What about installing LED bulbs that are non-dimmable with a dimming switch?

If you install a non-dimming LED bulb in a circuit with a dimming switch, it will likely operate normally if the dimmer is at its 100% or fully on. Dimming the bulb, will likely cause erratic behavior such as flickering or buzzing and ultimately may cause damage to the bulb. If you have to do this, we suggest keeping the bulb at full power. Again, as mentioned above, dimmable LED bulbs are overall a better investment.

When shopping for LED bulbs, the color temperature of the light, rated in Kelvin, is a frequently cited specification. Shoppers are often confused if buying a higher Kelvin bulb will produce more light. Lumens are a measurement of total light output while Kelvin describes the color of the light. LED bulbs of a higher Kelvin may appear brighter due to the higher contrast the cooler light provides but often are equal or just slightly brighter on a Lumens measurement.

When it comes down to it, ultimately the choice in color temperature should be made on the basis of which color of light you prefer, for the vast majority this will be the familiar 2700K soft white color we are used to. For those looking for a more daylight or higher contrast light, 4000K or higher color temperatures will provide this.
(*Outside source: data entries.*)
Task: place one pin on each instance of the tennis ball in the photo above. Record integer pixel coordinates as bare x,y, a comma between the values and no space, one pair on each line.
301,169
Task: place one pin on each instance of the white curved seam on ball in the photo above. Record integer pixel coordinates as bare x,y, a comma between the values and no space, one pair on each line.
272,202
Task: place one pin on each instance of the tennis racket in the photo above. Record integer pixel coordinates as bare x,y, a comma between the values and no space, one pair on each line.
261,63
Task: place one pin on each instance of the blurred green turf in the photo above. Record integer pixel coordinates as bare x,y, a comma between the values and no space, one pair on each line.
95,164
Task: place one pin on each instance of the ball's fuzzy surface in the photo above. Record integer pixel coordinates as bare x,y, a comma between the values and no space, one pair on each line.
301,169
PAR 20 , 30 and 38 and BR (or R) 20, 30 and 40 despite their similar names are quite different. Though they bear some similarities, understanding their differences will help you make better decisions about which one of these bulbs works best for your needs. They both share almost all of the same features that come with LED Light Bulbs, and therefore you only need to know the following difference between the two types.

R (Reflector) / BR (for bulged reflector) bulbs are lamps with “wide flood” beam angles, which means that they provide more than a 45° (typically 120°) angle when lighting an area. Use BR bulbs when a broad pattern of ambient light is needed such as down a hallway or over a kitchen countertop. BR bulbs also work best in recessed downlights or "pot lights" as they provide the best wide angle illumination.

PAR (short for Parabolic Aluminized Reflector) bulbs are lamps with "spot light" features, meaning that they provide a beam spread that is typically lower than 45°. Use PAR bulbs when attempting to put a focused beam of light on an object such as in track lighting or illuminating artwork. PAR spot lights also work great as outdoor security lighting.

LED bulbs come in several different shapes and sizes with varying base types. To make sure you get the correct LED bulb, it is very important to choose one with the correct base that matches the lamp socket in which it will be installed.

The most common base type of LED bulbs is the Edison bases. They are also referred to as screw-in bases, they are different in size but all are screwed into a fixtures socket. Edison bases are used in an assortment of lamp shapes that include A lamps, BR lamps, decorative lamps, and PAR lamps. LED HID retrofit lamps have either mogul (E39 or E40) or extended (EX39) base.

Bi-pin bases are typically found in small bulbs such as MR8, MR11, and MR16 lamps. They have two pins that make contact with the socket. Two of the most common bi-pin bases are the GU5.3 and GU10. The GU5.3 base simply plugs in and pulls out of the socket. The GU10 base plugs in and twist to lock into place and when the lamp needs to be changed you twist it in the opposite direct and pull it back out.

LED tubes, have several different base types that include a traditional G13 medium bi-pin for T8 lamps, G5 miniature bi-pin for T5 lamps, and Fa8 or R17d bases for 8 foot T8 lamps. PL lamps typically have 2-pin and 4-pin base configurations that fit into square shaped sockets.